Hoge Raad, 16-06-2023, ECLI:NL:HR:2023:924, 22/03959
Hoge Raad, 16-06-2023, ECLI:NL:HR:2023:924, 22/03959
Gegevens
- Instantie
- Hoge Raad
- Datum uitspraak
- 16 juni 2023
- Datum publicatie
- 16 juni 2023
- ECLI
- ECLI:NL:HR:2023:924
- Formele relaties
- In cassatie op : ECLI:NL:GHARL:2022:7913
- Zaaknummer
- 22/03959
Inhoudsindicatie
HR: 81.1 RO.
Uitspraak
HOGE RAAD DER NEDERLANDEN
BELASTINGKAMER
Nummer 22/03959
Datum 16 juni 2023
ARREST
in de zaak van
[X] te [Z] (hierna: belanghebbende)
tegen
de STAATSSECRETARIS VAN FINANCIËN
op het beroep in cassatie tegen de uitspraak van het Gerechtshof Arnhem-Leeuwarden van 13 september 2022, nrs.
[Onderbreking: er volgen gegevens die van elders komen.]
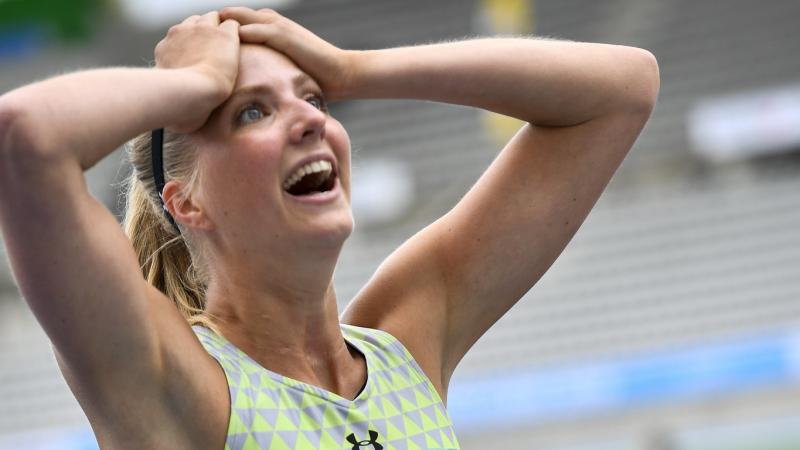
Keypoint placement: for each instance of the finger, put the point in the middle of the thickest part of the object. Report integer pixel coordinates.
(210, 17)
(191, 19)
(244, 15)
(258, 33)
(230, 26)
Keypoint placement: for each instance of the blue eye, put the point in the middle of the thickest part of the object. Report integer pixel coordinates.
(251, 114)
(317, 101)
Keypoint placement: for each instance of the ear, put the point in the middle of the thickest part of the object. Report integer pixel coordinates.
(183, 208)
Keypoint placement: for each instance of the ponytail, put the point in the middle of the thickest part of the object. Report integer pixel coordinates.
(165, 257)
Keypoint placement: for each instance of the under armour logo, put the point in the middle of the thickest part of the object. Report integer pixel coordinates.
(372, 442)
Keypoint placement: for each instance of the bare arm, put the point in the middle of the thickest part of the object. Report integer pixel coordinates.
(72, 262)
(585, 104)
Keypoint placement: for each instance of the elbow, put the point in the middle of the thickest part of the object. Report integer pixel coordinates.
(644, 81)
(20, 141)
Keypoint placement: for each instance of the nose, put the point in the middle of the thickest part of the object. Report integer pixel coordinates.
(308, 123)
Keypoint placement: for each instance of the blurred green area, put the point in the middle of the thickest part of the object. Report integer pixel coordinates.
(65, 20)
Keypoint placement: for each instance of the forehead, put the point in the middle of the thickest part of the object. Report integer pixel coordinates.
(259, 64)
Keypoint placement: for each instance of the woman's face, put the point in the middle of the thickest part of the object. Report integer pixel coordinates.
(274, 165)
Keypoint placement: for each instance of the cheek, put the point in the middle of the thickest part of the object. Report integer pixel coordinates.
(243, 168)
(340, 144)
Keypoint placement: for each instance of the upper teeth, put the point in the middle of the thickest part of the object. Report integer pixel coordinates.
(312, 167)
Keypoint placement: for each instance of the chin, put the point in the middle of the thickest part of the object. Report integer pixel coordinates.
(331, 229)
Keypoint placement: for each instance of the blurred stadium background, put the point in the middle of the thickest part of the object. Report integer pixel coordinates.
(672, 320)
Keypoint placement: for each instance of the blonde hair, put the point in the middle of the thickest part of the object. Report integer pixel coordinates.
(169, 261)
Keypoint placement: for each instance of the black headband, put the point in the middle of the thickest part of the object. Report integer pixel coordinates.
(156, 150)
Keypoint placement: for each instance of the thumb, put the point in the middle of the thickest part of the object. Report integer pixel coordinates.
(231, 27)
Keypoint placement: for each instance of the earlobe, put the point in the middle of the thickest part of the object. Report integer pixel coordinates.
(184, 209)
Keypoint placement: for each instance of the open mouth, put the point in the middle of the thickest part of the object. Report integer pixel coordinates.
(312, 178)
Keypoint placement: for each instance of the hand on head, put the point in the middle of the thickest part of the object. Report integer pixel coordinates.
(207, 46)
(329, 65)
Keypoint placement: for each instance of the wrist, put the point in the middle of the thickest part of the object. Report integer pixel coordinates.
(351, 75)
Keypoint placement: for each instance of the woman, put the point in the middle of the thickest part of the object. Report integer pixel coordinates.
(255, 211)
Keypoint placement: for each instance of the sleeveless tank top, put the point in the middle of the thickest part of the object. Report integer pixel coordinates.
(397, 409)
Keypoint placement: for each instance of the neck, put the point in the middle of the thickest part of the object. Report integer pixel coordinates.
(285, 317)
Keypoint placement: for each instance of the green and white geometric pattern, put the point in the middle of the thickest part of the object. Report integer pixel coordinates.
(398, 409)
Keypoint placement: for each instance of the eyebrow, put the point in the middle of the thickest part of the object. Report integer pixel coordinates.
(298, 80)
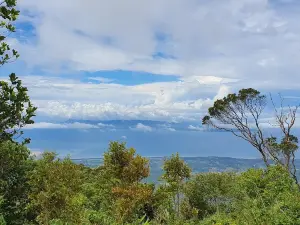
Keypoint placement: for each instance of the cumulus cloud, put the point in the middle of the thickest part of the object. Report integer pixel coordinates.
(196, 128)
(256, 46)
(257, 41)
(142, 127)
(45, 125)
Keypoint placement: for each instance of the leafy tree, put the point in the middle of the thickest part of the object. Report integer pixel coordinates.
(56, 190)
(240, 114)
(266, 197)
(124, 165)
(176, 171)
(209, 192)
(8, 15)
(14, 166)
(16, 108)
(126, 170)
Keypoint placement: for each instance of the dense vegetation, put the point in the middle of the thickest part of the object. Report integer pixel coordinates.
(57, 191)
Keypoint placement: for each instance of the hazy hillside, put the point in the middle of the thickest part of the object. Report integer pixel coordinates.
(198, 164)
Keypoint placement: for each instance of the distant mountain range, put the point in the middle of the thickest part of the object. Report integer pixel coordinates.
(198, 164)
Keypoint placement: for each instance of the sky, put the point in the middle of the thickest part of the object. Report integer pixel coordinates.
(158, 65)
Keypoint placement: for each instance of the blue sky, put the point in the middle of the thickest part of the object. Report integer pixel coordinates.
(157, 64)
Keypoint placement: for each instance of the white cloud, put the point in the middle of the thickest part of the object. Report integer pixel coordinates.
(197, 128)
(257, 41)
(256, 46)
(102, 125)
(45, 125)
(36, 153)
(101, 79)
(142, 127)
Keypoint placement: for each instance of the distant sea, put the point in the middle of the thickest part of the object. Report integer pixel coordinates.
(198, 164)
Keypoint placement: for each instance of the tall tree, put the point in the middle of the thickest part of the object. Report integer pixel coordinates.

BK-ARN 21/00491 tot en met 21/004951, betreffende de aan belanghebbende voor de jaren 2010 tot en met 2014 opgelegde aanslagen in de inkomstenbelasting/premie volksverzekeringen, de daarbij gegeven boetebeschikkingen en de daarbij gegeven beschikkingen inzake heffingsrente en belastingrente.
1 Het eerste geding in cassatie
Bij arrest van de Hoge Raad van 9 april 2021, ECLI:NL:HR:2021:505, is vernietigd de uitspraak van het Gerechtshof ’s-Hertogenbosch van 19 juni 2020, nrs. 19/00734 tot en met 19/007382, met verwijzing van het geding naar het Gerechtshof Arnhem-Leeuwarden (hierna: het Hof) ter verdere behandeling en beslissing van de zaak met inachtneming van dat arrest.
2 Het tweede geding in cassatie
Belanghebbende heeft tegen de uitspraak van het Hof beroep in cassatie ingesteld.
De Staatssecretaris, vertegenwoordigd door [P], heeft een verweerschrift ingediend.
Belanghebbende heeft een conclusie van repliek ingediend.
3 Beoordeling van de klachten
De Hoge Raad heeft de klachten over de uitspraak van het Hof beoordeeld. De uitkomst hiervan is dat deze klachten niet kunnen leiden tot vernietiging van die uitspraak. De Hoge Raad hoeft niet te motiveren waarom hij tot dit oordeel is gekomen. Bij de beoordeling van deze klachten is het namelijk niet nodig om antwoord te geven op vragen die van belang zijn voor de eenheid of de ontwikkeling van het recht (zie artikel 81, lid 1, van de Wet op de rechterlijke organisatie).